Patients losing access to physicians as telehealth access rolls back

State by state, telehealth access is rolling back as the pandemic-era emergency orders, which allowed physicians to see patients in multiple states, are lapsing causing some patients to lose access to physicians, NBC News reported June 19. 

According to the Federation of State Medical Boards, which represents the licensing boards in U.S. states and territories, one year ago, 26 states still had pandemic-era waivers that allowed patients to have virtual visits with physicians who were based in other states. Now only 12 states still have their pandemic-era waivers, with states such as California and New Jersey scheduling to let their emergency waivers expire soon. 

Medicare has waived many restrictions on remote and virtual visits, but the waivers are temporary and are scheduled to end after the federal COVID-19 emergency order expires. 

The expiration of waivers has caused patients who seek out care from health systems outside of their state, to lose their physicians and care teams.

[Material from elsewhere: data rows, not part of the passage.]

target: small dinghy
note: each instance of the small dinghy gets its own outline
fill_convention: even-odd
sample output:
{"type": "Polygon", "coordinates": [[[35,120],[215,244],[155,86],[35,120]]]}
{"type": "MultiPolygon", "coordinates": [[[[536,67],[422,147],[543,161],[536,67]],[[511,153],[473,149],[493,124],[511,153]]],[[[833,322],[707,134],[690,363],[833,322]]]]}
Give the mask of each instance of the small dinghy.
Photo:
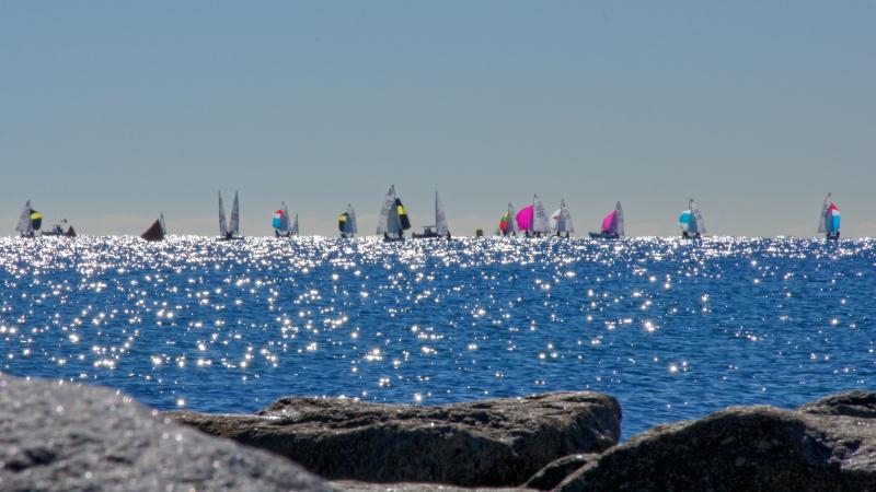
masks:
{"type": "Polygon", "coordinates": [[[337,230],[341,231],[343,238],[354,237],[359,232],[356,225],[356,211],[351,204],[347,203],[347,211],[337,218],[337,230]]]}
{"type": "Polygon", "coordinates": [[[517,226],[526,233],[527,237],[541,237],[551,234],[548,213],[544,211],[544,206],[539,200],[538,195],[532,196],[531,206],[517,212],[517,226]]]}
{"type": "Polygon", "coordinates": [[[21,234],[21,237],[36,237],[39,227],[43,226],[43,214],[37,212],[31,207],[31,200],[24,203],[24,209],[19,216],[19,223],[15,225],[15,231],[21,234]]]}
{"type": "Polygon", "coordinates": [[[557,237],[572,237],[575,226],[572,224],[572,213],[566,207],[566,200],[560,200],[560,208],[551,214],[551,230],[557,237]]]}
{"type": "Polygon", "coordinates": [[[818,218],[818,233],[825,234],[828,242],[840,241],[840,209],[833,203],[831,194],[825,198],[821,215],[818,218]]]}
{"type": "Polygon", "coordinates": [[[152,225],[146,230],[145,233],[140,234],[140,237],[153,242],[153,241],[164,241],[164,237],[168,235],[168,227],[164,225],[164,214],[162,213],[155,219],[155,222],[152,222],[152,225]]]}
{"type": "Polygon", "coordinates": [[[377,233],[383,235],[383,241],[404,241],[404,232],[408,229],[411,219],[402,200],[395,196],[395,185],[392,185],[383,197],[383,207],[377,221],[377,233]]]}
{"type": "Polygon", "coordinates": [[[614,206],[614,210],[611,211],[604,219],[602,219],[602,226],[600,227],[600,232],[598,233],[590,233],[590,238],[592,239],[620,239],[624,236],[624,223],[623,223],[623,209],[621,208],[621,202],[619,201],[618,204],[614,206]]]}
{"type": "Polygon", "coordinates": [[[681,237],[684,239],[700,239],[705,234],[703,214],[693,198],[688,201],[688,209],[683,210],[678,218],[678,226],[681,229],[681,237]]]}
{"type": "Polygon", "coordinates": [[[499,234],[503,236],[516,236],[517,235],[517,222],[515,221],[515,215],[517,215],[514,211],[514,206],[511,202],[508,202],[508,208],[505,209],[505,213],[502,214],[502,219],[499,219],[499,234]]]}
{"type": "Polygon", "coordinates": [[[222,192],[219,192],[219,239],[242,239],[240,236],[240,202],[238,192],[234,191],[234,202],[231,204],[231,220],[226,223],[226,207],[222,204],[222,192]]]}

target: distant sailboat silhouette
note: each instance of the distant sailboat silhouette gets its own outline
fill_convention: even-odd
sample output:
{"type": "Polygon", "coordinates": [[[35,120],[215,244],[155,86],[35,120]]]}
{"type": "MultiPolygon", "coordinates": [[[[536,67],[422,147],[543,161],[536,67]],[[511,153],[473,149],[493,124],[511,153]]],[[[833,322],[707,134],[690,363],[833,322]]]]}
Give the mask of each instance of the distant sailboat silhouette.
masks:
{"type": "Polygon", "coordinates": [[[380,209],[380,216],[377,222],[377,233],[383,235],[383,241],[402,241],[404,231],[411,229],[411,219],[402,204],[402,200],[395,196],[395,185],[390,186],[389,191],[383,197],[383,207],[380,209]]]}
{"type": "Polygon", "coordinates": [[[614,210],[611,211],[604,219],[602,219],[602,226],[600,227],[600,232],[598,233],[590,233],[590,237],[593,239],[618,239],[624,236],[624,220],[623,220],[623,209],[621,208],[621,202],[619,201],[614,206],[614,210]]]}
{"type": "Polygon", "coordinates": [[[705,234],[705,221],[693,198],[688,201],[688,209],[681,212],[678,226],[681,229],[681,237],[685,239],[699,239],[705,234]]]}
{"type": "Polygon", "coordinates": [[[825,198],[821,215],[818,218],[818,233],[825,234],[828,241],[840,241],[840,209],[833,203],[832,194],[825,198]]]}
{"type": "Polygon", "coordinates": [[[337,218],[337,230],[341,231],[341,237],[354,237],[359,227],[356,224],[356,211],[353,206],[347,203],[347,211],[337,218]]]}
{"type": "Polygon", "coordinates": [[[240,202],[238,201],[237,191],[234,191],[234,202],[231,204],[231,220],[228,223],[226,223],[222,192],[219,192],[219,238],[223,241],[242,239],[240,236],[240,202]]]}
{"type": "Polygon", "coordinates": [[[168,227],[164,225],[164,214],[162,213],[155,219],[155,222],[152,222],[152,225],[146,230],[145,233],[140,234],[140,237],[152,242],[152,241],[164,241],[164,237],[168,235],[168,227]]]}

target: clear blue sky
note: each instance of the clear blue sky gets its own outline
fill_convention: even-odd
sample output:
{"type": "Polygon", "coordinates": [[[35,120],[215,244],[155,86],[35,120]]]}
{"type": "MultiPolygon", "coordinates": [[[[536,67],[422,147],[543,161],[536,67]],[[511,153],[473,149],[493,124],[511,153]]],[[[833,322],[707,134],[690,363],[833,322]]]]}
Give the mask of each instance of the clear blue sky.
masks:
{"type": "Polygon", "coordinates": [[[876,235],[876,2],[3,1],[0,234],[25,199],[84,233],[244,235],[285,200],[372,232],[566,199],[579,233],[876,235]]]}

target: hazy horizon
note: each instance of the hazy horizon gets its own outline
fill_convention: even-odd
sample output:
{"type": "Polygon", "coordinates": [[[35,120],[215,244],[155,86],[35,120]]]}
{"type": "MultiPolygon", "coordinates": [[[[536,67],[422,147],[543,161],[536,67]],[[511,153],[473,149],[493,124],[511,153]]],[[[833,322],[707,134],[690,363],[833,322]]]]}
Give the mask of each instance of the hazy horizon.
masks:
{"type": "MultiPolygon", "coordinates": [[[[630,236],[876,236],[876,2],[0,5],[0,235],[44,224],[242,233],[281,201],[304,235],[394,184],[415,229],[451,232],[564,198],[576,235],[620,200],[630,236]]],[[[44,227],[45,229],[45,227],[44,227]]]]}

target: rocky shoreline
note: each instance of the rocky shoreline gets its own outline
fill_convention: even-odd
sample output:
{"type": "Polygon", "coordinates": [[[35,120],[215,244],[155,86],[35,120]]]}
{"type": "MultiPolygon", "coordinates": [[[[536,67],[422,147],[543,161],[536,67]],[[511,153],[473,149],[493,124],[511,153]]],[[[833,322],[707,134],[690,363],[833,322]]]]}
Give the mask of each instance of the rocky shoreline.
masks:
{"type": "Polygon", "coordinates": [[[620,425],[618,401],[595,393],[284,398],[229,415],[2,375],[0,490],[876,490],[876,393],[730,407],[622,444],[620,425]]]}

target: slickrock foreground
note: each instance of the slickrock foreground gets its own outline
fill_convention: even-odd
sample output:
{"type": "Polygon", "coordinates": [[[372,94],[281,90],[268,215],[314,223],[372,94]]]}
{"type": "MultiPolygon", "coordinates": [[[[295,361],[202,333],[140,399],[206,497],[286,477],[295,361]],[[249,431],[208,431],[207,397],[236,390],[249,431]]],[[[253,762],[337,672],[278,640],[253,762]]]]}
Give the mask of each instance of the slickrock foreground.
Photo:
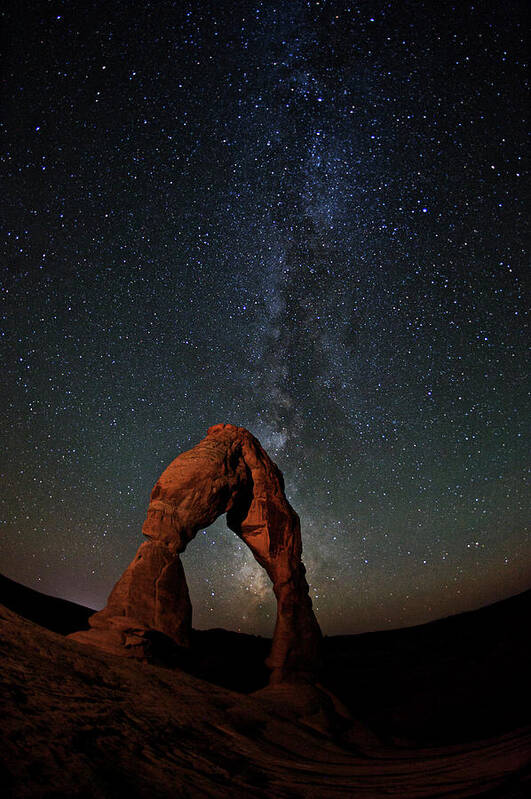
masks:
{"type": "Polygon", "coordinates": [[[284,493],[282,473],[243,427],[218,424],[162,473],[143,533],[148,539],[112,590],[106,607],[75,640],[150,659],[156,634],[190,641],[192,606],[180,560],[197,532],[227,514],[227,525],[268,573],[277,619],[267,665],[271,683],[313,682],[321,632],[308,595],[299,517],[284,493]]]}

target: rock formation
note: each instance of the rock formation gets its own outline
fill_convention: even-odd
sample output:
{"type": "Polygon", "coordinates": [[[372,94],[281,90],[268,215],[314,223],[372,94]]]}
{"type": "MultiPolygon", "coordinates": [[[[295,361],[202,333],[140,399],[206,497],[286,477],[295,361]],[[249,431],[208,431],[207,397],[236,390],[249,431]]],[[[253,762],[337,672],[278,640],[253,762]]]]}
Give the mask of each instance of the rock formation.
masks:
{"type": "Polygon", "coordinates": [[[277,619],[267,666],[271,683],[313,681],[321,632],[301,561],[299,517],[282,473],[254,436],[218,424],[162,473],[152,493],[141,544],[91,629],[72,637],[129,657],[149,658],[162,633],[188,646],[192,607],[179,557],[198,530],[221,514],[267,571],[277,619]]]}

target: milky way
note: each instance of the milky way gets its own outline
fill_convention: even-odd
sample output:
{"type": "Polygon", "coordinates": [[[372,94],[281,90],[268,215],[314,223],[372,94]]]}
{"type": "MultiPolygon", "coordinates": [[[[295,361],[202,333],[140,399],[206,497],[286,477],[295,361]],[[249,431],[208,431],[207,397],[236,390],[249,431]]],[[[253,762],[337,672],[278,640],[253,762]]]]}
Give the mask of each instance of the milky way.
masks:
{"type": "MultiPolygon", "coordinates": [[[[100,607],[250,429],[326,633],[529,587],[525,4],[12,4],[1,570],[100,607]]],[[[194,623],[270,634],[223,520],[194,623]]]]}

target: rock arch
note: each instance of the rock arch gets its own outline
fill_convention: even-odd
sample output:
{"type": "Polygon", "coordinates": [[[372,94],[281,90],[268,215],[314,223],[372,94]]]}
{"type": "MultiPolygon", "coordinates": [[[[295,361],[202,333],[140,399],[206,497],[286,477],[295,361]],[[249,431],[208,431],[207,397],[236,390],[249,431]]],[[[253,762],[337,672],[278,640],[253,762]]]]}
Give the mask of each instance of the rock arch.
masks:
{"type": "Polygon", "coordinates": [[[299,517],[284,480],[243,427],[218,424],[165,469],[151,493],[142,531],[148,539],[113,588],[82,643],[129,657],[149,657],[150,633],[188,646],[192,606],[179,557],[196,533],[223,513],[273,583],[277,618],[266,661],[270,682],[316,676],[321,631],[301,560],[299,517]]]}

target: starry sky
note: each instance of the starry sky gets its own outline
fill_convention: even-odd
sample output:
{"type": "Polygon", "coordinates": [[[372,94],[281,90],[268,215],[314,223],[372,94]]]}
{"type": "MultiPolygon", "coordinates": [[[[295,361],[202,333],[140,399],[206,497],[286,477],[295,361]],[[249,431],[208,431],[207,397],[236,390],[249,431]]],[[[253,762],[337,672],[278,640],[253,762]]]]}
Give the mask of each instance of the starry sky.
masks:
{"type": "MultiPolygon", "coordinates": [[[[231,422],[326,634],[531,585],[525,6],[8,4],[0,571],[102,607],[231,422]]],[[[223,519],[183,563],[195,626],[272,633],[223,519]]]]}

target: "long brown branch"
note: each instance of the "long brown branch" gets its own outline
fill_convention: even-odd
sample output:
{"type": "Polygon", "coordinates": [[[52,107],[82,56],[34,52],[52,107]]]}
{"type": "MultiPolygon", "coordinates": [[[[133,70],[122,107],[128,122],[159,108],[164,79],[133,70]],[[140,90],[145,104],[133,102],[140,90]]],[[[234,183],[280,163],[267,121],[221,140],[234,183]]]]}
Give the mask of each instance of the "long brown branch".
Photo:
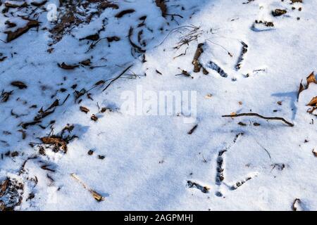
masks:
{"type": "Polygon", "coordinates": [[[262,118],[262,119],[265,119],[265,120],[281,120],[281,121],[284,122],[285,124],[287,124],[288,126],[294,127],[294,124],[292,123],[287,121],[284,118],[276,117],[264,117],[263,115],[259,115],[258,113],[253,113],[253,112],[240,113],[240,114],[233,114],[233,115],[224,115],[222,117],[242,117],[242,116],[258,117],[260,117],[260,118],[262,118]]]}

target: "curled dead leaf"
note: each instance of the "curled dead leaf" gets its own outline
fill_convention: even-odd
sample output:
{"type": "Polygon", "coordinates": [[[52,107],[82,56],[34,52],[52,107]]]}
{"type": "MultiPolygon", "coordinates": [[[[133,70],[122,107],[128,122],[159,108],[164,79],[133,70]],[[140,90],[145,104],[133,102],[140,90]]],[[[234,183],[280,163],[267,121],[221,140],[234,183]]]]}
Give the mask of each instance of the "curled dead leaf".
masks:
{"type": "Polygon", "coordinates": [[[317,84],[317,81],[316,80],[315,75],[313,74],[313,72],[312,72],[309,76],[307,77],[306,79],[307,80],[307,88],[309,86],[309,84],[314,83],[317,84]]]}
{"type": "Polygon", "coordinates": [[[23,83],[22,82],[18,82],[18,81],[12,82],[11,85],[14,86],[17,86],[19,89],[24,89],[27,88],[27,86],[25,83],[23,83]]]}
{"type": "Polygon", "coordinates": [[[316,148],[313,149],[313,154],[315,157],[317,157],[317,150],[316,148]]]}
{"type": "Polygon", "coordinates": [[[80,111],[82,111],[86,114],[88,113],[88,112],[89,111],[89,110],[87,108],[84,107],[84,106],[80,106],[80,111]]]}
{"type": "Polygon", "coordinates": [[[85,60],[81,61],[80,63],[82,64],[82,65],[87,65],[87,66],[88,66],[88,65],[90,65],[90,64],[92,63],[92,62],[91,62],[90,60],[88,58],[88,59],[87,59],[87,60],[85,60]]]}
{"type": "Polygon", "coordinates": [[[98,117],[97,117],[94,114],[93,114],[93,115],[92,115],[92,117],[90,117],[90,119],[92,119],[92,120],[94,120],[94,122],[96,122],[96,121],[98,120],[98,117]]]}
{"type": "Polygon", "coordinates": [[[40,139],[43,143],[54,145],[56,147],[60,147],[64,152],[67,152],[67,143],[60,137],[45,136],[40,139]]]}
{"type": "Polygon", "coordinates": [[[99,86],[99,85],[101,85],[104,84],[104,83],[106,83],[106,82],[103,79],[99,80],[99,82],[96,82],[96,84],[94,84],[94,86],[99,86]]]}
{"type": "Polygon", "coordinates": [[[62,68],[63,70],[73,70],[73,69],[77,68],[79,67],[78,65],[67,65],[65,63],[62,63],[62,64],[57,63],[57,65],[61,68],[62,68]]]}
{"type": "Polygon", "coordinates": [[[299,98],[299,94],[301,94],[301,92],[303,91],[304,90],[305,90],[305,88],[304,87],[302,82],[303,82],[303,80],[301,81],[301,84],[299,84],[299,89],[298,90],[298,94],[297,94],[297,100],[299,98]]]}

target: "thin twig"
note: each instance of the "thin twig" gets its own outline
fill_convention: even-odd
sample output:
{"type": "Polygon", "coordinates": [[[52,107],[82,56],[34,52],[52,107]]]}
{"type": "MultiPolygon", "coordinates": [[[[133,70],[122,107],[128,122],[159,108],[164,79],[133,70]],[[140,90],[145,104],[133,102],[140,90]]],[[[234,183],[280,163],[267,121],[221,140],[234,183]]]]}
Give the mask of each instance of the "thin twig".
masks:
{"type": "Polygon", "coordinates": [[[242,116],[250,116],[250,117],[258,117],[262,119],[265,119],[265,120],[281,120],[282,122],[284,122],[285,124],[287,124],[288,126],[290,127],[294,127],[294,124],[290,122],[287,122],[287,120],[285,120],[285,119],[282,118],[282,117],[264,117],[263,115],[261,115],[258,113],[240,113],[240,114],[232,114],[232,115],[224,115],[222,117],[242,117],[242,116]]]}
{"type": "Polygon", "coordinates": [[[125,69],[125,70],[123,70],[118,77],[116,77],[116,78],[113,79],[109,84],[108,84],[107,86],[106,86],[106,87],[104,89],[104,90],[102,90],[102,91],[104,91],[110,85],[111,85],[111,84],[113,82],[114,82],[116,80],[117,80],[118,79],[119,79],[122,75],[123,75],[125,74],[125,72],[127,72],[128,70],[129,70],[129,69],[130,68],[132,67],[133,65],[129,65],[126,69],[125,69]]]}

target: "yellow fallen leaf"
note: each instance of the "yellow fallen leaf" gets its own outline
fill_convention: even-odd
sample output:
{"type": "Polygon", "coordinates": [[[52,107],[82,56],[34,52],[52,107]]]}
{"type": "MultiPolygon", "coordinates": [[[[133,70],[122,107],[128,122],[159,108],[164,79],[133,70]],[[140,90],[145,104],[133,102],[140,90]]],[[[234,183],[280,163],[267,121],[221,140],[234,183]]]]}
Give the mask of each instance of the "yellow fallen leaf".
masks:
{"type": "Polygon", "coordinates": [[[317,84],[317,81],[316,80],[315,75],[313,74],[313,72],[312,72],[309,76],[306,78],[307,80],[307,88],[309,86],[309,84],[314,83],[317,84]]]}

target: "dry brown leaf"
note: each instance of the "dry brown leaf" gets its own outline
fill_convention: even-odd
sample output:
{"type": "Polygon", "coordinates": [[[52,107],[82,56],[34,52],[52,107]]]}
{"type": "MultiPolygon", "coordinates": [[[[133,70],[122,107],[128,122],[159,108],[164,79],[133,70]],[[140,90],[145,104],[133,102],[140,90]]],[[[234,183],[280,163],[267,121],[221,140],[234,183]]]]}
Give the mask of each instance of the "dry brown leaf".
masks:
{"type": "Polygon", "coordinates": [[[86,114],[88,113],[88,112],[89,111],[89,110],[87,108],[84,107],[84,106],[80,106],[80,111],[82,111],[86,114]]]}
{"type": "Polygon", "coordinates": [[[67,152],[67,143],[61,138],[58,136],[45,136],[40,139],[42,142],[45,144],[54,144],[56,146],[61,147],[64,151],[67,152]]]}
{"type": "Polygon", "coordinates": [[[299,98],[299,94],[301,94],[302,91],[305,90],[305,88],[304,87],[302,82],[303,82],[303,80],[301,81],[301,84],[299,84],[299,89],[298,90],[298,94],[297,94],[297,100],[299,98]]]}
{"type": "Polygon", "coordinates": [[[94,115],[94,114],[93,114],[92,115],[92,117],[90,117],[90,119],[92,119],[92,120],[94,120],[94,121],[97,121],[98,120],[98,117],[94,115]]]}
{"type": "Polygon", "coordinates": [[[39,22],[37,20],[27,20],[29,22],[25,25],[25,27],[20,27],[17,29],[15,31],[12,32],[11,30],[4,32],[5,34],[7,34],[6,41],[10,42],[15,39],[17,39],[22,34],[26,33],[30,29],[35,27],[38,27],[39,25],[39,22]]]}
{"type": "Polygon", "coordinates": [[[61,68],[64,69],[64,70],[73,70],[73,69],[77,68],[77,67],[79,67],[78,65],[67,65],[65,63],[63,63],[62,64],[57,63],[57,65],[61,68]]]}
{"type": "Polygon", "coordinates": [[[5,60],[6,60],[6,58],[7,58],[8,57],[6,57],[6,56],[4,56],[4,57],[2,57],[2,58],[0,58],[0,62],[3,62],[3,61],[4,61],[5,60]]]}
{"type": "Polygon", "coordinates": [[[24,84],[24,83],[22,82],[18,82],[18,81],[16,81],[16,82],[11,82],[11,85],[12,85],[12,86],[14,86],[18,87],[19,89],[24,89],[27,88],[27,86],[25,85],[25,84],[24,84]]]}
{"type": "Polygon", "coordinates": [[[124,10],[124,11],[120,11],[120,12],[118,13],[117,14],[116,14],[115,17],[116,17],[117,18],[120,18],[125,14],[132,13],[134,12],[135,12],[135,10],[134,10],[132,8],[124,10]]]}
{"type": "Polygon", "coordinates": [[[90,59],[88,58],[88,59],[87,59],[87,60],[85,60],[81,61],[80,63],[82,64],[82,65],[87,65],[87,66],[88,66],[88,65],[90,65],[90,64],[92,63],[92,62],[90,61],[90,59]]]}
{"type": "Polygon", "coordinates": [[[313,72],[312,72],[309,76],[307,77],[306,79],[307,80],[307,88],[309,86],[309,84],[314,83],[317,84],[317,81],[316,80],[315,75],[313,74],[313,72]]]}
{"type": "Polygon", "coordinates": [[[306,105],[309,105],[309,106],[317,106],[316,105],[317,103],[317,96],[313,97],[313,98],[311,98],[311,101],[309,102],[309,103],[308,103],[306,105]]]}
{"type": "Polygon", "coordinates": [[[101,85],[104,84],[104,83],[106,83],[106,82],[104,80],[99,80],[99,82],[96,82],[96,84],[94,84],[94,86],[99,86],[99,85],[101,85]]]}
{"type": "Polygon", "coordinates": [[[98,202],[101,202],[104,200],[104,197],[103,197],[101,194],[99,194],[96,191],[92,190],[89,187],[88,187],[82,180],[75,174],[70,174],[70,176],[72,176],[74,179],[75,179],[77,181],[78,181],[85,189],[88,190],[90,193],[92,194],[92,197],[97,200],[98,202]]]}
{"type": "Polygon", "coordinates": [[[313,148],[313,154],[315,155],[315,157],[317,157],[317,150],[313,148]]]}
{"type": "Polygon", "coordinates": [[[317,107],[313,107],[312,108],[307,110],[307,112],[313,113],[313,111],[315,111],[316,109],[317,109],[317,107]]]}

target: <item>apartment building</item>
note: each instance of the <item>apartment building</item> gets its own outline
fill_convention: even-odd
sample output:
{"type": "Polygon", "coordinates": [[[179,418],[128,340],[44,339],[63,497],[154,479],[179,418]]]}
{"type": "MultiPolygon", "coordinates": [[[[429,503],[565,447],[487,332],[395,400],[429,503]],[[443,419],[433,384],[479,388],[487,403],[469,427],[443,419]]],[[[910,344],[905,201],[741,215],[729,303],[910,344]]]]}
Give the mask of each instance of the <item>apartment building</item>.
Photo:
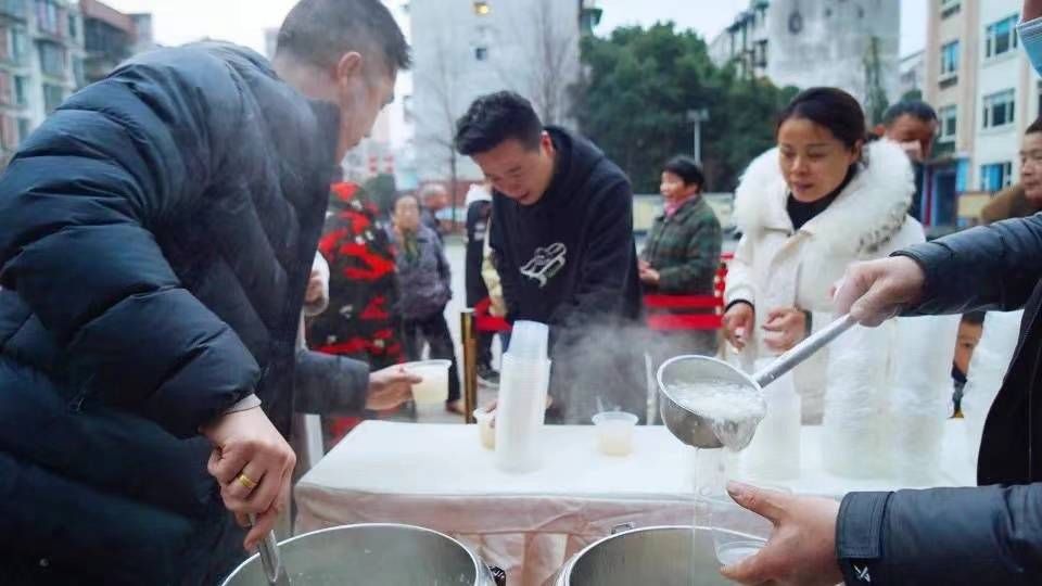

According to Brian Hasselfeld, MD, medical director, digital health and telemedicine at Baltimore-based Johns Hopkins Medicine, nearly 1 in 10 of telehealth visits at the health system are with patients who live in states where the system doesn't have operations. 

Because of this, staff members who schedule appointments now have to double-check where patients will physically be for video calls, which didn't matter two years ago, according to Dr. Hasselfeld. 

The rollback has also meant Johns Hopkins patients have had to switch physicians or drive hours to different states when previously video calls from their homes would have been allowed under COVID-19 emergency regulations.